Magpie to the Morning

Sunrise 9/26, Piedmont Park, Atlanta, Georgia

In the Spring of 2021, I had an umbilical hernia that needed repair. I got a referral to the surgeon, did my pre-appointment and didn’t make it past eight as I counted backwards from 10.

I woke up and the doctor was sitting beside me.

“Did everything go OK?” I asked.

“Yes, as far as the surgery goes. But while I was in there, I found a large neoplastic mass in your abdomen. Probably a lymphoma. You’re scheduled for a CT scan next week.”

And with that, we were off to the cancer races!

I got busy, as I do, and had the scans, a biopsy, bloodwork and fought my way to the front of the line with the oncologist I wanted. In 6 short weeks, we cleaned out the basement, Shane moved in, sold his house and I started chemo. Not just any chemo, but the R-EPOCH regimen, a fun little mixture of chemos, steroids and antibiotics. Treatment was six 96-hour drips, requiring me to be admitted for five days every third week.

All of that is intimidating and a pain in the ass. Scary even. Then, when you learn that Diffuse Larger B-Cell Lymphoma is always categorized as Stage IV, the enormity of the task confronting you becomes clear.

But I did it. I packed my bag every third Monday and scheduled around my time on the Winship Cancer tower’s ninth floor, reserved for special chemos and bone marrow transplants – not quite boy-in-the-bubble stuff, but close (there were two rooms for that kind of isolation).

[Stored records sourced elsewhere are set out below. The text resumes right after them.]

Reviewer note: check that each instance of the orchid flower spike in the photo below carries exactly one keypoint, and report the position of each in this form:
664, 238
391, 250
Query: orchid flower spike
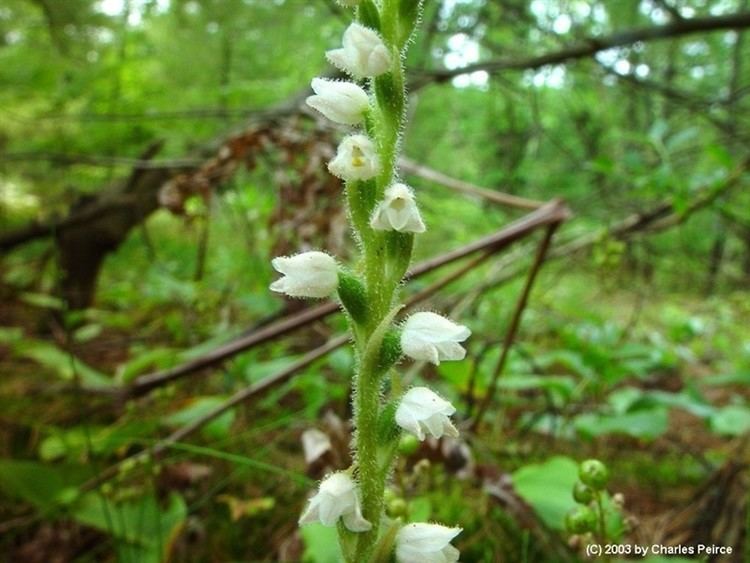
310, 274
356, 159
363, 53
398, 212
431, 337
341, 102
426, 543
422, 411
337, 497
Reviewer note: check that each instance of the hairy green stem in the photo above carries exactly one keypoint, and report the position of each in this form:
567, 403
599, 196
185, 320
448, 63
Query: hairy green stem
386, 257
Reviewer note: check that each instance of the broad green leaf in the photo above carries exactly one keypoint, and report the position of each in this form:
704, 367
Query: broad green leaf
144, 530
733, 420
547, 488
44, 486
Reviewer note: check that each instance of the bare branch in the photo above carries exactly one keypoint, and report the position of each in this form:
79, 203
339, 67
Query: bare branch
593, 45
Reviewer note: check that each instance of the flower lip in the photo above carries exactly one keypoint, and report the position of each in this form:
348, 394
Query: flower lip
421, 412
309, 274
341, 102
363, 53
337, 497
356, 159
426, 543
431, 337
398, 211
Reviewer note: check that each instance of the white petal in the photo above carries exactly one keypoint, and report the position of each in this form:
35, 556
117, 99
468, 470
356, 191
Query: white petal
310, 274
416, 543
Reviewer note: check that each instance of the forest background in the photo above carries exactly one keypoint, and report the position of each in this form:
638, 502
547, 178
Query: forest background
582, 170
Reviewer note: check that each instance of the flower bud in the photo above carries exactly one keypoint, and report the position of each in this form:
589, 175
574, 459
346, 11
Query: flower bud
310, 274
356, 159
422, 543
593, 473
341, 102
583, 494
421, 411
337, 497
580, 520
398, 212
431, 337
363, 53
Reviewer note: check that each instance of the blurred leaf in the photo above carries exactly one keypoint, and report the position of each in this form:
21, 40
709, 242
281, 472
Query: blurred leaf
733, 420
547, 488
44, 486
42, 300
144, 530
61, 362
644, 424
321, 544
246, 508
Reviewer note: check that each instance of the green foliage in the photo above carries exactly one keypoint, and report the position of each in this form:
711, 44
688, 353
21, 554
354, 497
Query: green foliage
628, 353
546, 487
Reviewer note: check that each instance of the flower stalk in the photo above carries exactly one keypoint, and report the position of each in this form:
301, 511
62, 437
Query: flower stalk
384, 218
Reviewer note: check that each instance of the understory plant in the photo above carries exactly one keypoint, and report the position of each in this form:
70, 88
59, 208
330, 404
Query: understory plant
384, 219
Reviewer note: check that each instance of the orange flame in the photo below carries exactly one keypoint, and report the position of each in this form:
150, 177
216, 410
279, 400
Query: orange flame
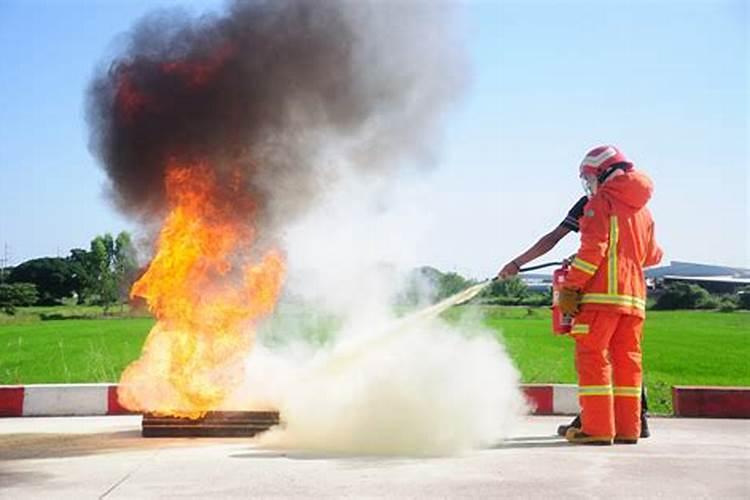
206, 298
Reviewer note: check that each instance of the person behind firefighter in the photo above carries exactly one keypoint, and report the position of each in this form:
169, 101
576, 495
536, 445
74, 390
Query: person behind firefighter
610, 166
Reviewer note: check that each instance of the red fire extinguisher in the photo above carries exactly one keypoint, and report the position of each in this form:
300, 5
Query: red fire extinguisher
561, 323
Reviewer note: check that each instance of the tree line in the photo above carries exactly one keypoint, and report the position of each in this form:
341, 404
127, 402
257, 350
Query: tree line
101, 275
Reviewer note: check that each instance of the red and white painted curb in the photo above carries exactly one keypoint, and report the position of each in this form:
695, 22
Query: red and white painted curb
552, 399
544, 399
719, 402
101, 399
59, 400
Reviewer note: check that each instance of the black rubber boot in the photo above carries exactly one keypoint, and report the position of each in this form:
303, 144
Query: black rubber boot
645, 432
563, 429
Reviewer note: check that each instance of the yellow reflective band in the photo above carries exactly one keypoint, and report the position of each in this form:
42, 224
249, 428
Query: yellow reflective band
614, 234
584, 266
617, 300
594, 390
630, 392
578, 329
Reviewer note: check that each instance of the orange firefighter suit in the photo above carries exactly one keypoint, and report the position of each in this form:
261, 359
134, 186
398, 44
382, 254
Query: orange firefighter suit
617, 242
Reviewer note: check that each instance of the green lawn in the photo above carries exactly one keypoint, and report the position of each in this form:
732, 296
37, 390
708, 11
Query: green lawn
680, 348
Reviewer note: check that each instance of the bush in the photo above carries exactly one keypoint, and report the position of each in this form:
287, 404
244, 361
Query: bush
728, 304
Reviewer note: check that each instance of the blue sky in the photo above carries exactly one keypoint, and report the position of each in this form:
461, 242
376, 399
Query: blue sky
666, 81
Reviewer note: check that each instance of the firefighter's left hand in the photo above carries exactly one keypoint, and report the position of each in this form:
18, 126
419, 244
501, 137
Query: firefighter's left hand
568, 301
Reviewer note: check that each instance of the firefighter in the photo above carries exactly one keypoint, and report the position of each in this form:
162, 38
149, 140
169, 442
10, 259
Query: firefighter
606, 291
546, 243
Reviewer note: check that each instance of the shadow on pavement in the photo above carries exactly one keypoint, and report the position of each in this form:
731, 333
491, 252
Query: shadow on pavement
26, 446
531, 442
9, 479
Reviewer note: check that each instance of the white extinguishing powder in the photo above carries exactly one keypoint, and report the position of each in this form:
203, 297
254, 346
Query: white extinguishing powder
431, 390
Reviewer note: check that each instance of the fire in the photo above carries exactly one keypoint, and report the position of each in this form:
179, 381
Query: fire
207, 294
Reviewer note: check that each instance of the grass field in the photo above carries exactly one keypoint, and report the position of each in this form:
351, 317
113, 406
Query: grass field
680, 348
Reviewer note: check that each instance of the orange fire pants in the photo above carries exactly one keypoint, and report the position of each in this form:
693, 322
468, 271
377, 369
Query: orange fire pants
608, 361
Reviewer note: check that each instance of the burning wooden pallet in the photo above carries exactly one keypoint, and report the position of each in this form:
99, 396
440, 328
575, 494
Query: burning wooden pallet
213, 424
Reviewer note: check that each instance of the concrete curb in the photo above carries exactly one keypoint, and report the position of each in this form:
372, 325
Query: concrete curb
44, 400
715, 402
544, 399
101, 399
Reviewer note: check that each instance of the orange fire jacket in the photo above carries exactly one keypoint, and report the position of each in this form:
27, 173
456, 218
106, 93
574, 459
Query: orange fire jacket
617, 242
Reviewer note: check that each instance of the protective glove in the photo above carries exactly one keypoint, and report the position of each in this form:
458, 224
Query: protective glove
568, 301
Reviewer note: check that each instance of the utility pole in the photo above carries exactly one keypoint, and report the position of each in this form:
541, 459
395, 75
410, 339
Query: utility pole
4, 262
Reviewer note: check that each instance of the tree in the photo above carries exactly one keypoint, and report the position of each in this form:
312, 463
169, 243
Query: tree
125, 264
450, 284
513, 288
84, 274
17, 295
52, 276
112, 266
105, 283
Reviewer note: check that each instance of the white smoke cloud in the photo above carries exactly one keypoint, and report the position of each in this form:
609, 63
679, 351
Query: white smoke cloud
381, 387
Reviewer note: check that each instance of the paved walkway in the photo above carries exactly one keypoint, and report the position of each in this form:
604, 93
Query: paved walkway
105, 457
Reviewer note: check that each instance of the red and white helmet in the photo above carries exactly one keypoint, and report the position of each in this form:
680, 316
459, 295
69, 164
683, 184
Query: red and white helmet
598, 160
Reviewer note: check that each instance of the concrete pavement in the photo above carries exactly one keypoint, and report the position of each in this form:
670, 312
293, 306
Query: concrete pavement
105, 457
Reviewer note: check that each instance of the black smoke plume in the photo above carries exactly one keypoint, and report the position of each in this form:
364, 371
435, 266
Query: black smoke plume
292, 91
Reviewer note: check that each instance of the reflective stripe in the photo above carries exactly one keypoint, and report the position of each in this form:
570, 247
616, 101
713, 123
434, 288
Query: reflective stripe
614, 235
628, 391
584, 266
615, 300
597, 160
579, 329
594, 390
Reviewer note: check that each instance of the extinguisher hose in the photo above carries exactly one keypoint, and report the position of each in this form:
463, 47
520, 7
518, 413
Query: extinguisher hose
533, 268
539, 266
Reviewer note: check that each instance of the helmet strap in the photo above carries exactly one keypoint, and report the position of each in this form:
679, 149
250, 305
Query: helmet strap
611, 170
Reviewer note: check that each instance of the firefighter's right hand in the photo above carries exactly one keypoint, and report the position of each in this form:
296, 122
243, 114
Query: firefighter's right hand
508, 270
568, 301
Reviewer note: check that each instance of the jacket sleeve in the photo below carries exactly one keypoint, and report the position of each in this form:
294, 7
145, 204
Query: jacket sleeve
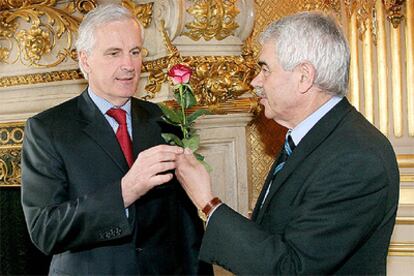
341, 207
57, 222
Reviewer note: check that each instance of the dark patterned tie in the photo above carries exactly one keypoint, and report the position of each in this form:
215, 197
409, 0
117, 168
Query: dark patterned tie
288, 148
122, 133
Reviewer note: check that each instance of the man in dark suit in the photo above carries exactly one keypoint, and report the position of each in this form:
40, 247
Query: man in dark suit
93, 198
329, 203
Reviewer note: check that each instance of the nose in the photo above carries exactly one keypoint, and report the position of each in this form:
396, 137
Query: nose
257, 80
127, 63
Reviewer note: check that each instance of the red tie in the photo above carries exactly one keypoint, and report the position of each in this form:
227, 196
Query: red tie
122, 133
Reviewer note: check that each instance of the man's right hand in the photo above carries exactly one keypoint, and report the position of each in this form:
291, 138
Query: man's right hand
148, 172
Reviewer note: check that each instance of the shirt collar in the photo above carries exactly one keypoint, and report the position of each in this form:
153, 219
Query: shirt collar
303, 127
103, 105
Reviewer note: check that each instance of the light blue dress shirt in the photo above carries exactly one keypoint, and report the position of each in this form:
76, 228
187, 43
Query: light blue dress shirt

I tolerated the drugs fairly well with only a passing moment of nausea after the fifth cycle. My hair fell out in clumps. I became fatigued. But otherwise, I was relatively unscathed. I maintained my weight. I ate what I wanted. I missed a bad wave of COVID. I made my stays into little breaks and enjoyed my mornings listening to new music and walking the “circuit.” I never threw up. No mouth sores, no diarrhea, nada.

Except for my vision. During the first two chemo cycles, I was given a spinal column injection of methatrexate, a small dose designed to prevent the cancer from crossing the blood/brain barrier. My optic nerves became inflamed and I have permanent visual degradation in about 50% of my right eye and 15% of the left. Toxic optic neuropathy for those following along.

I had another PET scan in March, 2022 and it came back relatively clear, enough so that the oncologist told me “we’ll declare you cancer free when you come for your 6-month repeat scan.”


One Comment on “Magpie to the Morning”

  1. Rick Perera's avatar Rick Perera says:

    So glad you beat this thing and are here to write about it!